Which is better - to be a racist in words but not actions, or in actions but not words?* This is one question posed by the Malky Mackay affair.
To see my point, let's juxtapose him (and football generally) with the film and TV business. Many black actors have felt the need to leave the UK to pursue their careers for want of good jobs here. But this is not the case for black footballers. I suspect that 20-something black men get a better deal relative to their white peers in football than they do in other walks of life** (though this might be a low bar), and - so far - there is no suggestion that Mackay's team selections or other actions were racist.
Which brings me to the paradox. Whereas Mackay is being kept out of work because of his racist words even though no black person is claiming that he victimized them, no individual in the arts is being accused of racism even though many black actors feel that they are victims of racism.

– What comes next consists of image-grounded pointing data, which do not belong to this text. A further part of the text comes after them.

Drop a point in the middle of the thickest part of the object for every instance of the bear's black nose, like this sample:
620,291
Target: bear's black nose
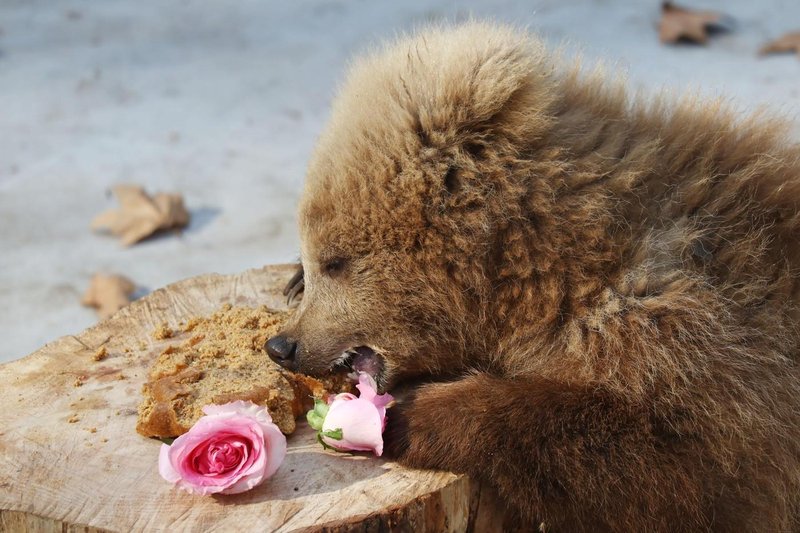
283,351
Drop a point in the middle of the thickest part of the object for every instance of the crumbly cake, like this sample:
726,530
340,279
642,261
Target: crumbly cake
219,359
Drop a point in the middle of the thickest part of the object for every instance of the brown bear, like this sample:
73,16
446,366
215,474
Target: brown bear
603,289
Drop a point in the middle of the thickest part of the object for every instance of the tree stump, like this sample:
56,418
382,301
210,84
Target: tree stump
71,460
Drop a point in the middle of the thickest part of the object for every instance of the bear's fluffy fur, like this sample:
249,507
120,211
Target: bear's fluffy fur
605,289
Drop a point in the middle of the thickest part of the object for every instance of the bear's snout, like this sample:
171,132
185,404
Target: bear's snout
283,350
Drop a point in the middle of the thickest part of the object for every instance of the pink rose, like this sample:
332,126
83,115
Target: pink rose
351,423
232,449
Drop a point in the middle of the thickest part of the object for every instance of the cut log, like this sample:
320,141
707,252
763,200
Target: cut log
71,460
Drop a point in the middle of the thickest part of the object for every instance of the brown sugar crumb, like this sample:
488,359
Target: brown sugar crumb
100,354
191,324
219,359
162,332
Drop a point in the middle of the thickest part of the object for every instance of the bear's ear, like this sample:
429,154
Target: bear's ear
446,86
471,85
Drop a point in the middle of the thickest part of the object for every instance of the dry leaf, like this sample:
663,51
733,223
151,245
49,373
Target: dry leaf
682,23
108,293
789,42
141,215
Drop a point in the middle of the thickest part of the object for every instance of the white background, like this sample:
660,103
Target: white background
222,100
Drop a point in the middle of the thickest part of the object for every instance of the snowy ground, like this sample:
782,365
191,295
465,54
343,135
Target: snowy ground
222,100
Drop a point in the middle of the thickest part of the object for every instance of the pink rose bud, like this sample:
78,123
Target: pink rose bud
351,423
232,449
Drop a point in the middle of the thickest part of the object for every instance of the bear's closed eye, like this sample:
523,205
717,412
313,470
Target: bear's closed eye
334,266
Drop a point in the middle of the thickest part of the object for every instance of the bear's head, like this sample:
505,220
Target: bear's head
408,186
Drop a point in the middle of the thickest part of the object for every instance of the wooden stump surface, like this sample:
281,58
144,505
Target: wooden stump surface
71,460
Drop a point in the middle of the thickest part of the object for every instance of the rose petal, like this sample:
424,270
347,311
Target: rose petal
361,425
165,465
231,449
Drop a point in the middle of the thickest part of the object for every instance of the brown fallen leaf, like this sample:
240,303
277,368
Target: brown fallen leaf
682,23
140,215
789,42
108,293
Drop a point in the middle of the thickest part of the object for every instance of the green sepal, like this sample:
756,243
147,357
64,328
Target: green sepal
316,416
321,408
325,445
314,420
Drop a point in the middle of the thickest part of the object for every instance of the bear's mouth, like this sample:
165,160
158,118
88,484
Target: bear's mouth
361,359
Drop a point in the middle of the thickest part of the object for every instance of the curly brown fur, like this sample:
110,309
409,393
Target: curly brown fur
615,281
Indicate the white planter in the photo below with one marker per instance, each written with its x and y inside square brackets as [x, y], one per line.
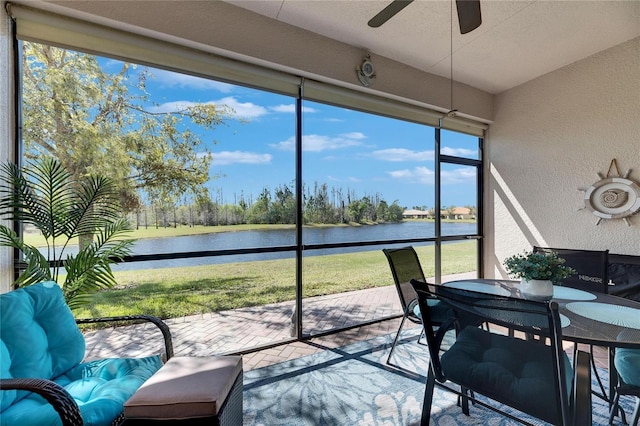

There are two things going on here.
One is that intentions are mediated by institutions. In football there is cut-throat competition and as Gary Becker famously said this compels managers to act non-racist regardless of their private beliefs***. Exhibit A here is Ron Atkinson. By contrast, the British film and TV industry is less competitive, and this provides room for nepotism, tradition or subtle forms of racism to exclude blacks. Racism or non-racism can be an emergent process; both can exist, independently of the motives of individuals. As Bernard Mandeville pointed out in 1732 in a different context, private vices can coexist with public benefits and vice versa.
The other is that a nice guy image can be used to deflect attention away from misdeeds. As Machiavelli said,"it is unnecessary for a prince to have all the good qualities I have enumerated, but it is very necessary to appear to have them." Just as Jimmy Savile used his charity work as a front for serial sex abuse, and Bernie Madoff presented a trustworthy image to disguise his fraud, so images of liberalism and non-racism can hide racist actions; endless anti-racism statements and initiatives, for example, have not eliminated racism in the police. And not just racism, of course. We all know men who pretend to be feminists and yet treat women abominably.
Herein lies my concern about the Mackay affair. Punishing men for sexist and racist words, in the absence of any actions, might amount to hurting not the most racist and sexist men but rather those with the least self-control and who get on the wrong side of vindictive billionaires. And it might wrongly exonerate those who succeed in hiding their racism and sexism behind a front of hypocrisy.
* It should go without saying that it's better still to be neither, but this option isn't always available.
** There are no black managers in the league, but that's a story about club owners not about Mackay. And of course we should not suggest that billionaires are guilty of wrong-doing.
*** I'm not saying here that competition completely precludes injustice; there might still be space for some racist and homophobic actions.